At a dose of 200 mcg, chromium picolinate appeared to provide benefits comparable to metformin, a common prescription medication for PCOS, particularly for ovulation, and with fewer side effects. Chromium was also more effective than metformin at reducing luteinizing hormone, the signal that triggers excess testosterone production. These findings are promising, though they come from a relatively small body of research and don’t mean chromium replaces medical treatment for PCOS.
Is It Worth Supplementing?
For most healthy people eating a reasonably varied diet, chromium supplements are unlikely to make a noticeable difference. The weight loss evidence is weak, the muscle-building claims have been debunked, and the mineral’s status as “essential” is now in question. True chromium deficiency is extremely rare in well-nourished populations.

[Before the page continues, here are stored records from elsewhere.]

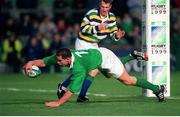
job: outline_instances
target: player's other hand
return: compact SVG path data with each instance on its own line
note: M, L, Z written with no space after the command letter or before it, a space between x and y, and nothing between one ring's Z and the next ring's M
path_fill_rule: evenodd
M118 29L117 32L116 32L116 38L120 39L122 37L124 37L125 35L125 31L121 30L121 29Z
M24 69L25 73L29 73L32 71L32 65L28 62L23 66L23 69Z
M106 23L101 23L101 24L99 24L99 25L98 25L98 29L99 29L99 31L101 31L101 30L105 30L105 29L106 29L106 27L107 27L107 24L106 24Z
M58 103L58 101L46 102L45 105L46 105L47 107L58 107L58 106L59 106L59 103Z

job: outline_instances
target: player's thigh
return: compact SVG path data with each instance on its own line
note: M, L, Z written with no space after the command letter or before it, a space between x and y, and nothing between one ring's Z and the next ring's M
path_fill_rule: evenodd
M124 71L124 65L120 59L110 50L100 48L102 53L102 69L108 69L115 78L119 78Z
M97 43L91 43L84 40L76 39L75 42L75 49L76 50L87 50L87 49L97 49L98 44Z

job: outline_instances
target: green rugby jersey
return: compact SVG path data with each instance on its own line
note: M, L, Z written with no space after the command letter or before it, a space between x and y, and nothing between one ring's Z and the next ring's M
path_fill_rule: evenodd
M77 93L86 76L91 70L94 70L101 66L102 55L99 50L89 49L89 50L71 50L72 62L71 62L71 72L72 78L69 86L69 90L73 93ZM46 65L52 65L57 63L56 55L43 58Z
M105 22L107 28L105 30L98 30L98 25ZM86 13L81 23L81 31L78 38L92 43L97 43L106 38L115 38L115 31L117 31L116 17L109 12L107 18L100 16L99 9L92 9Z

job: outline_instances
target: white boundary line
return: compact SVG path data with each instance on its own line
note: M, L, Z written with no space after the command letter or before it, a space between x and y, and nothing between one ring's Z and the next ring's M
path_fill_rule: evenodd
M19 89L14 87L9 88L2 88L0 87L0 91L13 91L13 92L37 92L37 93L56 93L56 90L46 90L46 89ZM100 94L100 93L87 93L87 95L92 95L96 97L108 97L107 94ZM138 95L111 95L111 97L136 97ZM110 97L110 96L109 96ZM167 97L167 99L171 100L180 100L180 97Z

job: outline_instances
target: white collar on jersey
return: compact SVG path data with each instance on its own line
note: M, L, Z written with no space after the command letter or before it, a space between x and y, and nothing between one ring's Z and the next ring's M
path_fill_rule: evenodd
M73 63L74 63L74 55L73 55L73 53L71 53L72 54L72 56L71 56L71 65L70 65L70 69L71 68L73 68Z
M107 14L106 17L103 17L102 15L100 15L101 19L102 19L102 23L106 22L109 19L109 14Z

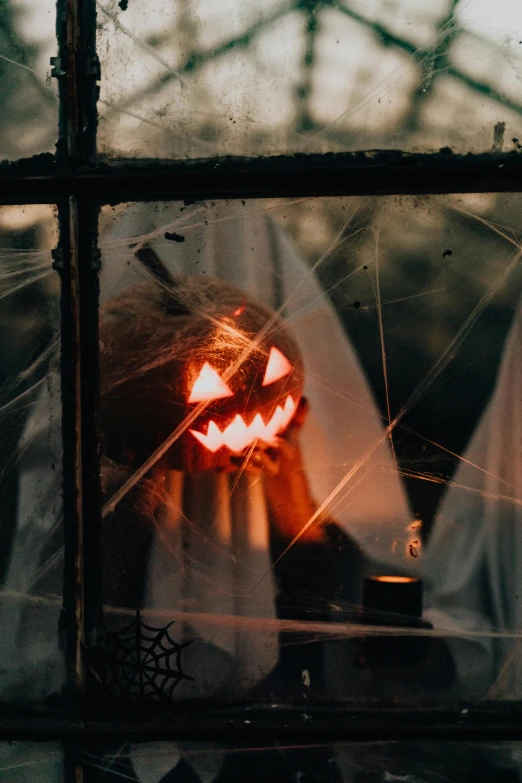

The exception may be people with insulin resistance or PCOS, where chromium appears to have a modest but measurable pharmacological effect. Even there, the benefits are relatively small and the research is still evolving. If you’re considering a supplement, chromium picolinate is the most studied form, typically at doses of 200 mcg. It’s generally well tolerated at these levels, though it can interact with medications that affect blood sugar, potentially amplifying their effects.
The bottom line: chromium plays a small role in your metabolism, and you’re almost certainly getting enough from food. Supplements won’t hurt most people, but for the average person, they won’t do much either.